Four senior members of staff at the Central Remedial Clinic (CRC) are still in receipt of salary top-up payments, including the acting head of operations, it emerged at the Dáil Public Accounts Committee yesterday.
The committee was told that the top-ups are being phased out and the number of people getting additional payments has fallen since 2009. Eleven people were getting extra payments four years ago.
Three people who are on basic salaries of €79,000 in line with HSE recommendations are each getting top-ups of €32,357 from the CRC.
These include Joanne Hurley, the manager of client services, who has been appointed acting head of operations since former chief executive Brian Conlan resigned at the weekend.
CRC chairman James Nugent is acting chief executive, but Ms Hurley is effectively in charge of day-to-day business until a new chief executive is appointed.
Mr Nugent told the committee yesterday that he did not have the time to be hands-on, and Ms Hurley was the most senior member of the management team. He described her as the “most obvious choice”.
Learning lessons
Labour TD Gerald Nash said putting someone in receipt of a top-up in charge of the organisation in the middle of the current controversy showed that the CRC had not learned any lessons.
As well as Ms Hurley, figures from April 2012 given to the committee showed that an administrator and HR manager were also getting €32,357 in top-ups in addition to a HSE-approved salary of €79,000. An IT manager, also on an approved salary of €79,000, was getting a €37,841 top-up. Another senior manager, the medical director, has a salary of €118,703 but is not getting any top-up.
David Martin, a CRC director, told the committee that the top-ups still in existence constituted a “legal minefield”.
Before his retirement, former chief executive Paul Kiely was on a €116,000 top-up, as well as a €19,000 allowance, from the CRC. This was in addition to his €106,900 State salary.
Sinn Féin’s Mary Lou McDonald said the total level of top-ups in 2012 came to almost €280,000, and said this was a sizeable amount of the €1.4 million taken in annually in charitable donations.
Mr Martin said the need for top-ups arose in 2009, when the HSE changed its salary ceilings. Since some staff had existing contracts which gave them wages in excess of the HSE levels, top-ups had to be given to honour these contracts.

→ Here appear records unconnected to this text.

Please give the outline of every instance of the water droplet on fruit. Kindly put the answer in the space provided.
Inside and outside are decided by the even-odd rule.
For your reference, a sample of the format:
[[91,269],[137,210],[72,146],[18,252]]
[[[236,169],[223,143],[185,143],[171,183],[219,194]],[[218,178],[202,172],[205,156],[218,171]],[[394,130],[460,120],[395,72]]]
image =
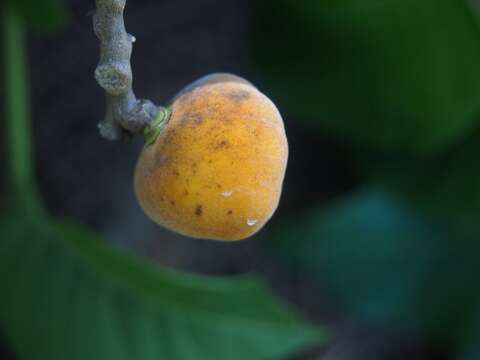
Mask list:
[[230,197],[232,196],[232,194],[233,194],[233,190],[230,190],[230,191],[224,191],[220,195],[222,195],[223,197]]
[[130,41],[132,43],[134,43],[135,41],[137,41],[137,38],[135,36],[133,36],[132,34],[128,34],[130,36]]
[[256,219],[247,219],[247,225],[248,226],[254,226],[257,222],[258,222],[258,220],[256,220]]

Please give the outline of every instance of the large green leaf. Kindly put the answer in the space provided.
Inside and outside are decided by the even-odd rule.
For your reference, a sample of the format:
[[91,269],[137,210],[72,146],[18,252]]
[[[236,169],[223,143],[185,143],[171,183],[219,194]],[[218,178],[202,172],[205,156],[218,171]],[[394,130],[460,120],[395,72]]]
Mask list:
[[[480,132],[430,158],[360,155],[366,179],[452,226],[477,226],[480,214]],[[479,229],[480,233],[480,229]]]
[[0,224],[0,325],[21,359],[278,359],[322,338],[258,279],[160,269],[65,222]]
[[267,86],[310,128],[376,149],[432,152],[480,105],[480,29],[466,0],[257,2]]
[[480,350],[473,349],[471,352],[466,354],[461,354],[458,360],[478,360],[480,359]]
[[473,317],[473,326],[466,334],[463,343],[457,348],[456,360],[480,359],[480,304],[477,309],[477,314]]
[[480,300],[478,237],[429,222],[382,191],[303,214],[272,235],[272,246],[353,316],[389,328],[456,341]]

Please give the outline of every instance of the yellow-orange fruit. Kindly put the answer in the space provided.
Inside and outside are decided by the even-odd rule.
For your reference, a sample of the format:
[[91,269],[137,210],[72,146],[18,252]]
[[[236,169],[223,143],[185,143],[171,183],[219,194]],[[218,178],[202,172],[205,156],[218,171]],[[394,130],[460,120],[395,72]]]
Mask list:
[[288,157],[283,121],[246,81],[199,84],[174,99],[166,127],[144,147],[135,192],[145,213],[168,229],[244,239],[278,206]]

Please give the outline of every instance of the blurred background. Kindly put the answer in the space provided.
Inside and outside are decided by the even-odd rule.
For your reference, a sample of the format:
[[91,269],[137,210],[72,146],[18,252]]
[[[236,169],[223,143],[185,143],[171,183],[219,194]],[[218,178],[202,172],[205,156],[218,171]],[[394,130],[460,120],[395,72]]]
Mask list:
[[129,1],[137,96],[165,104],[231,72],[283,115],[280,207],[238,243],[185,238],[142,213],[132,191],[142,139],[112,143],[96,129],[93,1],[66,4],[61,31],[28,37],[51,213],[168,267],[260,274],[333,329],[298,359],[480,359],[480,2]]

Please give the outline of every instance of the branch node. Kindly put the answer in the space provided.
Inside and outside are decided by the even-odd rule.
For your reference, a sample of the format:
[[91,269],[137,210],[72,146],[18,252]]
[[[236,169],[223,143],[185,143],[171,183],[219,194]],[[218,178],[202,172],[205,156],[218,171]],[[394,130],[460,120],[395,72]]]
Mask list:
[[132,86],[132,71],[125,64],[108,63],[95,69],[95,79],[110,95],[121,95]]

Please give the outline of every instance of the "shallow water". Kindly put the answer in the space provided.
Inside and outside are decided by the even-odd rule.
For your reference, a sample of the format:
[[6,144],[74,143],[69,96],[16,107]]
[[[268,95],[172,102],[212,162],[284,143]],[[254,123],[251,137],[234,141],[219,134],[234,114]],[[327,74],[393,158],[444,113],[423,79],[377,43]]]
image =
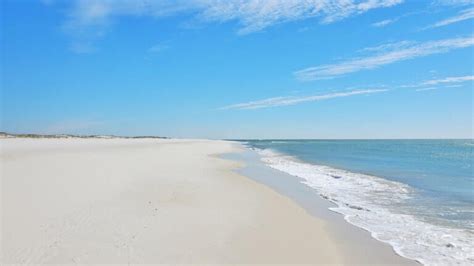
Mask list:
[[258,140],[269,166],[425,264],[474,262],[472,140]]

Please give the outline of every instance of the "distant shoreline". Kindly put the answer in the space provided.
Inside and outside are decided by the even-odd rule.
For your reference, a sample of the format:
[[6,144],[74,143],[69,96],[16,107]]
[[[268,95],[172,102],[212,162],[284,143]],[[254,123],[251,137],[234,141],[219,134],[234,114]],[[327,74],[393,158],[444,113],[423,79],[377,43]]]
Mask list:
[[35,139],[169,139],[162,136],[116,136],[116,135],[79,135],[79,134],[34,134],[0,132],[0,138],[35,138]]
[[[3,138],[44,138],[44,139],[59,139],[59,138],[80,138],[80,139],[180,139],[175,137],[155,136],[155,135],[137,135],[137,136],[120,136],[120,135],[100,135],[100,134],[39,134],[39,133],[8,133],[0,131],[0,139]],[[255,141],[255,140],[267,140],[267,141],[306,141],[306,140],[317,140],[317,141],[351,141],[351,140],[367,140],[367,141],[384,141],[384,140],[472,140],[474,138],[223,138],[225,141]]]

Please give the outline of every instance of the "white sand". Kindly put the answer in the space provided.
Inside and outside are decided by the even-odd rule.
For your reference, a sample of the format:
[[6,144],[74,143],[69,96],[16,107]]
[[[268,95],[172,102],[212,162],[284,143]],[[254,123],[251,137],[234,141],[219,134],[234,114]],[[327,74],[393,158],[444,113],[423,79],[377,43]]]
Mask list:
[[[325,221],[230,142],[1,139],[3,263],[341,263]],[[347,260],[346,260],[347,261]]]

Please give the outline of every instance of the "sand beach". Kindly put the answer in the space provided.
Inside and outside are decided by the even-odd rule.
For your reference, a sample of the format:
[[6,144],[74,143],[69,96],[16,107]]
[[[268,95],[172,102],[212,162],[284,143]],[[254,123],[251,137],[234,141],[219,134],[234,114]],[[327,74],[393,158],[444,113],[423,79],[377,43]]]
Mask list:
[[327,217],[222,158],[243,151],[235,142],[0,143],[3,264],[412,263],[381,243],[352,253]]

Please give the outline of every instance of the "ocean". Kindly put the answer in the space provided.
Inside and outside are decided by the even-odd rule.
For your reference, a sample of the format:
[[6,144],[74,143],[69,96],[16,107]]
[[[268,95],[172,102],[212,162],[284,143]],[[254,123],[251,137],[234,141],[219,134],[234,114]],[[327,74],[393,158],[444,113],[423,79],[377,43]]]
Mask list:
[[398,254],[474,264],[474,140],[243,142]]

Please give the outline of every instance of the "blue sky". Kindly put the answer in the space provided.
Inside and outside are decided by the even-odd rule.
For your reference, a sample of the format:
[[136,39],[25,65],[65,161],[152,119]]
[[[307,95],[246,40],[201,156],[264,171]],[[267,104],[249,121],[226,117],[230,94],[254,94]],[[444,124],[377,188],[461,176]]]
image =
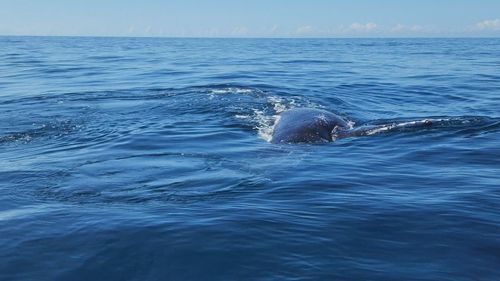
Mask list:
[[500,0],[0,0],[0,35],[500,37]]

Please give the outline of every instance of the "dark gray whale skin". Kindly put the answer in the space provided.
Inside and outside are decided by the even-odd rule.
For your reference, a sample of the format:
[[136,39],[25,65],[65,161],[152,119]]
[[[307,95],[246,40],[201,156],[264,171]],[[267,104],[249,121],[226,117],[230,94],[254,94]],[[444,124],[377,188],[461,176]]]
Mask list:
[[326,110],[294,108],[281,113],[271,143],[330,142],[332,132],[348,127],[344,119]]

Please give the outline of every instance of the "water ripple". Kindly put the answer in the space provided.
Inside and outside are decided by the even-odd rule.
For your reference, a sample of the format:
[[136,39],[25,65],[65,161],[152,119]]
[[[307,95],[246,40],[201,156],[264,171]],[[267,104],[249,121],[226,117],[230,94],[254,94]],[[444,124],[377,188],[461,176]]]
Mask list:
[[498,39],[0,39],[2,280],[500,274]]

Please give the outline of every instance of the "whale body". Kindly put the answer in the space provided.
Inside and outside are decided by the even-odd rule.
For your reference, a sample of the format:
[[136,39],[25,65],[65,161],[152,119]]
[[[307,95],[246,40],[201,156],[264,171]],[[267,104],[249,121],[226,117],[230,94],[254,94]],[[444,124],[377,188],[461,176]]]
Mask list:
[[335,140],[334,134],[349,129],[340,116],[322,109],[294,108],[283,112],[274,126],[272,143],[312,143]]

Mr Kiely said he was paid by the CRC, and the decision to honour the contracts was made by the board.
Mr Nugent said the CRC is in a “transition period” in which existing contracts in excess of the HSE scales must be honoured, while new recruits are adhering to the wage limits. As people retire or leave the organisation, the entire staff of the CRC will eventually be fully compliant with pay policy, Mr Nugent said.
'Irregular' arrangements
He also said the HSE called the top-up arrangements "irregular" but he wasn't sure what was meant by this.
The HSE was also criticised by Public Accounts Committee chairman John McGuinness and Waterford TD John Deasy for its approach to the CRC. Mr McGuinness said the HSE was fully aware in 2009 of the top-ups being paid but did nothing about it and was “as guilty” as the CRC.